The groups said local and state efforts to prop up populations of greater sage grouse have been effective. Sweeping changes to U.S. Interior Department policies were not needed to ensure the chicken-sized bird’s long-term survival, they said.
Interior Department officials did not immediately respond to requests for comment.
The lawsuit marks the oil industry’s first attempt to undo federal policies that already have drawn opposition from both ends of the debate over the bird.
Administration officials previously have said the new land use plans strike a balance between conservation and economic development. Their adoption was considered key to keeping sage grouse off the endangered species list and avoiding even more severe restrictions on development.
Environmentalists say there are too many loopholes in new rules on oil and gas drilling, grazing and other activities blamed for the bird’s long-term decline.
Mining companies, ranchers and officials in Utah, Idaho and Nevada have argued the rules impede economic development.

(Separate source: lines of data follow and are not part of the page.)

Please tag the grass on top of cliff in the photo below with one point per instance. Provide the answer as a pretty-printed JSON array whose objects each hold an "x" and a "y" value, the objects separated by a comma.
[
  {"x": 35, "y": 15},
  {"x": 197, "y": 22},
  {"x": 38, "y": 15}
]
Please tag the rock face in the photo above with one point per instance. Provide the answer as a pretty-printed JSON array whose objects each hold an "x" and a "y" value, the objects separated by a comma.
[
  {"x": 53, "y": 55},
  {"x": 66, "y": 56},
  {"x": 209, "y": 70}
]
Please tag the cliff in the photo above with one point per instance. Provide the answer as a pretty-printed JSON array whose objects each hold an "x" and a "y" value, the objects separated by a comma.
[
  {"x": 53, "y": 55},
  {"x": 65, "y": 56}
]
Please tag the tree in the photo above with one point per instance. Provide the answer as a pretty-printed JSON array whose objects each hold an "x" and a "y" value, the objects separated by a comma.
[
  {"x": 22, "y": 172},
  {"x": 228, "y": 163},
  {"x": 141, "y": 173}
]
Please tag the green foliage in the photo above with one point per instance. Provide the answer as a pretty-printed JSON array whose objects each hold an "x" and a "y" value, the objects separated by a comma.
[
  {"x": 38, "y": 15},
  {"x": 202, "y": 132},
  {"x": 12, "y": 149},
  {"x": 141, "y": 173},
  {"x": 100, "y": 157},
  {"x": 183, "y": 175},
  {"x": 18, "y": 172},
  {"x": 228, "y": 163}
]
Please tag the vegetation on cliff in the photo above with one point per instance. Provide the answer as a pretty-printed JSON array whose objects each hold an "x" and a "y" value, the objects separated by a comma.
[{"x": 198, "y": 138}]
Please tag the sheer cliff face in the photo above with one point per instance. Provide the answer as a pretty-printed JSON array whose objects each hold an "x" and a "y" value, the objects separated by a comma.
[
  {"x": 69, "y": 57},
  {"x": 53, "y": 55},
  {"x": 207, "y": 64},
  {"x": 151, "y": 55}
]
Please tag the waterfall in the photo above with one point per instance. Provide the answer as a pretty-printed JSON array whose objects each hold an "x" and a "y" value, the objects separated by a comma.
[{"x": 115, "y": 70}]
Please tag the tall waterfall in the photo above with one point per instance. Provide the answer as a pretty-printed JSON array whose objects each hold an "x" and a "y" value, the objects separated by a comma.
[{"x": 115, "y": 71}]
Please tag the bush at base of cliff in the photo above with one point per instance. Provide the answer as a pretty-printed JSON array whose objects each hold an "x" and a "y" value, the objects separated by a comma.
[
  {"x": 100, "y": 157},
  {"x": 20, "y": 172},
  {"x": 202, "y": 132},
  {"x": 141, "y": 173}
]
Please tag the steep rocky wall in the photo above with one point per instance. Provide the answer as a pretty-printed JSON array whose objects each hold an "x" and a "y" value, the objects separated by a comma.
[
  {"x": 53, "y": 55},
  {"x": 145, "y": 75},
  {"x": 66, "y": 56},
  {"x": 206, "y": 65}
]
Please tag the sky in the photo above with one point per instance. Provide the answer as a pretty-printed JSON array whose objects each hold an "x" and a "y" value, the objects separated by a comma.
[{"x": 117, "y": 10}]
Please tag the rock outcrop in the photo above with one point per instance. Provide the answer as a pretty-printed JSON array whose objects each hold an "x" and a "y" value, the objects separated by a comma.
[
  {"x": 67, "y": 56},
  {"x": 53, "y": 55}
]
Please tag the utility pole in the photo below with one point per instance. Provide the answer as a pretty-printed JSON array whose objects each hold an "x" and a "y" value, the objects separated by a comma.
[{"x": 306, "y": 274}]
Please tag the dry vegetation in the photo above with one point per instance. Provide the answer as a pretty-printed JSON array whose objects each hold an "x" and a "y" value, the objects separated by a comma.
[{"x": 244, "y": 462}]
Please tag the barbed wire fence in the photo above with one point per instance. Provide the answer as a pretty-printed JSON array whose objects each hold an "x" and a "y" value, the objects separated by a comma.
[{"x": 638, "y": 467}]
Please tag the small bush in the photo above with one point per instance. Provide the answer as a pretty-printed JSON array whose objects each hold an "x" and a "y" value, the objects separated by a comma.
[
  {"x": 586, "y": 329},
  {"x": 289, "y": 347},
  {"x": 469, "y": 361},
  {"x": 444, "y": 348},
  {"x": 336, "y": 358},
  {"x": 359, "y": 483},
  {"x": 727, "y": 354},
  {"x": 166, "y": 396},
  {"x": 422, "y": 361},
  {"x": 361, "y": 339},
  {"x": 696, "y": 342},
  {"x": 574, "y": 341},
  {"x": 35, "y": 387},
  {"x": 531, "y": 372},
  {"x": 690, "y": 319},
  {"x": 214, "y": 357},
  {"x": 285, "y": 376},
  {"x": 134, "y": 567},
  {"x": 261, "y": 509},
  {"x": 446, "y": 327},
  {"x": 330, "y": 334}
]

Western Energy Alliance Vice President Kathleen Sgamma said Thursday’s lawsuit targets the process by which the government adopted the new rules. Officials did not allow for enough public comment before putting them into place, she said.
“That’s where they’re legally vulnerable,” Sgamma said.
The Interior Department’s land-use plans for Wyoming were excluded from Thursday’s lawsuit. Sgamma said that was because the federal government’s plan largely conformed with the state’s own plan.
The grouse population once was estimated at 16 million birds across North America. It’s lost roughly half its habitat to development, livestock grazing and an invasive grass that encourages wildfires in the Great Basin of Nevada and adjoining states. There are now an estimated 200,000 to 500,000 greater sage grouse.